What would your cat do for a living?

My husband and I often mused that our late #1 cat–a former stray, well into adulthood before he was neutered, and very much a guy cat–would have been a mechanic had he been human. He would have smoked cigarettes and cussed some, although not in front of the ladies.

Cat #2, who is very outgoing and friendly, would have been a cheerleader and would have dated several of Cat #1’s friends before going off to college and becoming a nurse.

Cat #3 would have been the shy, chubby girl that everyone liked. She would have dated one of Cat #1’s friends–the quietly cool one–and they would have gotten married right after high school and had several children.

So, what about your cats?

My cat probably would have cooked meth.
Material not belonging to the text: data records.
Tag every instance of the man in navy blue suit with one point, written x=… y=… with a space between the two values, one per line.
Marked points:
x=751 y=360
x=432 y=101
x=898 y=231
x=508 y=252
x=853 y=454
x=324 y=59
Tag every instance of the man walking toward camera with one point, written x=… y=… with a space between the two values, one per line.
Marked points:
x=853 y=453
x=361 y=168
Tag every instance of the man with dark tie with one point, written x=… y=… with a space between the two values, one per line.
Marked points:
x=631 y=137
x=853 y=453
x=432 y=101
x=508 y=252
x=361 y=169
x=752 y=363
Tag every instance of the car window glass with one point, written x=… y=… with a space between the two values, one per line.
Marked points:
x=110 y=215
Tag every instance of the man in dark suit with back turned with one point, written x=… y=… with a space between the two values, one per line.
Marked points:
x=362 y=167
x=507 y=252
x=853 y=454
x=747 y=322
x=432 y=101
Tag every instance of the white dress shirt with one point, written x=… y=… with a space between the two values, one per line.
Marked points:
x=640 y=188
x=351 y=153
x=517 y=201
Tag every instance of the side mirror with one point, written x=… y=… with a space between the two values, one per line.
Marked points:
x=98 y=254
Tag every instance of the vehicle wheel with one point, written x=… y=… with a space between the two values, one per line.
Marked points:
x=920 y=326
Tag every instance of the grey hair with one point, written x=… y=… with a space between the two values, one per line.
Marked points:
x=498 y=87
We got her from a litter from what we think was a total meth head, if not cook.

Cat #1, live in housekeeper or head cafeteria lady
Cat #2, is that dweeby kid who doesn’t care what others think. Inventor or chemical engineer.
Cat #3, social worker, eventually a pastor, handy around the house.

Ya’ll answered quickly enough to make me think you’d thought this over before…
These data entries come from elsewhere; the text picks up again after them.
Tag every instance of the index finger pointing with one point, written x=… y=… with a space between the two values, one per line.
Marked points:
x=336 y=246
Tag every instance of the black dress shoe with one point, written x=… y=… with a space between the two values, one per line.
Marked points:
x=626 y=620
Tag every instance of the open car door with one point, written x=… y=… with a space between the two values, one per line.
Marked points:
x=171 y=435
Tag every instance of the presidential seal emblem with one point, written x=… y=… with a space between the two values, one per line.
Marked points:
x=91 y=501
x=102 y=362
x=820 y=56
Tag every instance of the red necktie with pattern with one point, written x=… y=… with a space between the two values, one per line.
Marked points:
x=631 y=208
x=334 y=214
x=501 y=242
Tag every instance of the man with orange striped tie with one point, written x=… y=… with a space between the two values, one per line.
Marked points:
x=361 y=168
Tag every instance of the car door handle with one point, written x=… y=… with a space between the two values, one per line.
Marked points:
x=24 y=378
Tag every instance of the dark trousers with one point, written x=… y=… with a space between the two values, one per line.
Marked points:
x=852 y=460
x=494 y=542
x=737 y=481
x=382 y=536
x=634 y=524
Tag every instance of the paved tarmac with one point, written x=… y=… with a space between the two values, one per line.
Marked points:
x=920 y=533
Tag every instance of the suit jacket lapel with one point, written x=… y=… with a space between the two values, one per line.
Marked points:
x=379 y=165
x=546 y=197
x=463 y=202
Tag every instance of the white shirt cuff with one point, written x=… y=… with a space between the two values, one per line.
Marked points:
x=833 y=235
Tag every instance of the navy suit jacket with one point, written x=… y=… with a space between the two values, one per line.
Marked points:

She would make a good boss of whatever she wanted to do. And a good exterminator.

The last cat would have been a psycho killer. The cat before that would have been a professional Parkour practitioner. The cat before that would have been a dog-catcher.

kitty boy, a skinny version of Arnold Schwarzenegger from “True Lies” only, with less empathy

JayZ - would be an investigative news reporter - always checking out what’s going on, and reporting what happened,

Cat #1 - poet, a la Emily Dickinson
Cat #2 - professional mooch

Cat A would be a librarian. If you called the public library with a question, she would be the one to research and supply it.
Cat B would be a bouncer at a nightclub. He’s big and often bumbling, but he can look after himself, and inject himself to diffuse situations between the others.
Cat C would be the nerdy English student with English professor as her goal. Quiet and shy, she is afraid of others, but extremely knowledgeable in her field.
Cat D would be the peppy high school student who tried out for Pep Squad, but didn’t make it. She’ll sell real estate or teach school or adjust insurance claims for now, but she will definitely hand out name tags at the ten-year reunion.
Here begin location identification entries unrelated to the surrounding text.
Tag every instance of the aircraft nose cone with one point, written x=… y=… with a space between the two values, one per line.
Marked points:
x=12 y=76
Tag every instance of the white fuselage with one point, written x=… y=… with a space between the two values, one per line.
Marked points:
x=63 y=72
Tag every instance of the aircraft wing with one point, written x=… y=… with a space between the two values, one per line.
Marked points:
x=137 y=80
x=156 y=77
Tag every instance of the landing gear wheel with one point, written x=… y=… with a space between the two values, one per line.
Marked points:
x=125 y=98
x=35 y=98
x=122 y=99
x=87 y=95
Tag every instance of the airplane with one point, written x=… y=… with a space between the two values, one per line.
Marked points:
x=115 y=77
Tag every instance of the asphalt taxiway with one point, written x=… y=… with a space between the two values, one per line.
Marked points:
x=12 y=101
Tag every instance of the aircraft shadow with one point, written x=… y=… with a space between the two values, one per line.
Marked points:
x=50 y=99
Aging prima ballerina addicted to diet pills.

Both of my cats would be perpetually unemployed, on Welfare and Medicaid. Just like now.

My orange tabby would be a professional athlete of some sort. He’s 23lbs of pure muscle and I’ve seen that guy jump from the bar area to the top of his scratching post two feet away that has what I would guess to be about an 8 inch landing pad.

My grey tabby would be useless. However he is quite charming. Always the favorite of house guests. So, I don’t know. Maybe he could find himself a sugar momma.

Max would have to be on welfare since all he wants to do is eat and sleep on your lap.

Maddie would be a jewel thief. She’s stolen a couple of my earrings and I still don’t know where she’s hid them.

My mom’s current tenant is a freelance pest control contractor. She’s even named after her profession, “Miss Mousey”.

Hermes would be an entertainer of some sort. Probably a physical comedian. He’s outgoing, always in your face, and always playing with props*. He’s also an incredibly egotist and a bit of a bully to the other cats.

Hestia would be a personal attendant. Or a mattress tester. With impeccable manners.

*His favorite toy is a helium-filled mylar balloon, which he carries around from place to place. He’s careful with his claws with it – he hasn’t broken one yet.

One of our boys would definitely be Derek Zoolander. I haven’t figured out the other, yet.

longest resident cat: She’d be one of those snooty mean interior designers that make you feel like shit for not instantly agreeing with her taste. Works about 8 hours a week, spends the rest of her time drinking (scuse me, “networking”) in high-end bars looking for male companionship, despite her vociferous insistence that she wants to remain single and independent.

second longest resident: he’s a catalog-level male model. Amazingly beautiful, loves attention, dumb as a box of rocks and a bit neurotic, so will never actually break into the big leagues.

newest addition: one of those x-games athletes, but one who likes his post-game beer and hamburgers a bit too much, and in about three years, he ends up a bit on the chubby side as a really enthusiastic and genuinely happy TV games announcer and fast-food/beer shill.

Havoc would likely be a professional couch potato. Complete with mumu and box of bon-bons. Pixel would be a therapist as she is very sensitive and empathetic. Brindle would definitely be a Kardashian - she is a total attention-slut. Caelan is a bro - always hitting on the girls even though he’s ball-less. I can see him in a wife-beater and tricked-out Honda.

Red would be a prison matron. Sitting on her butt most of the time, but taking great joy in terrorizing the inmates/other cats.

Soda would be a playboy who only worked when he felt the inspiration. Mostly he would just mooch off others and bite the hand that feeds him.

Scotch would be a reclusive poet, hiding away from this scary world and pouring her heart out onto paper.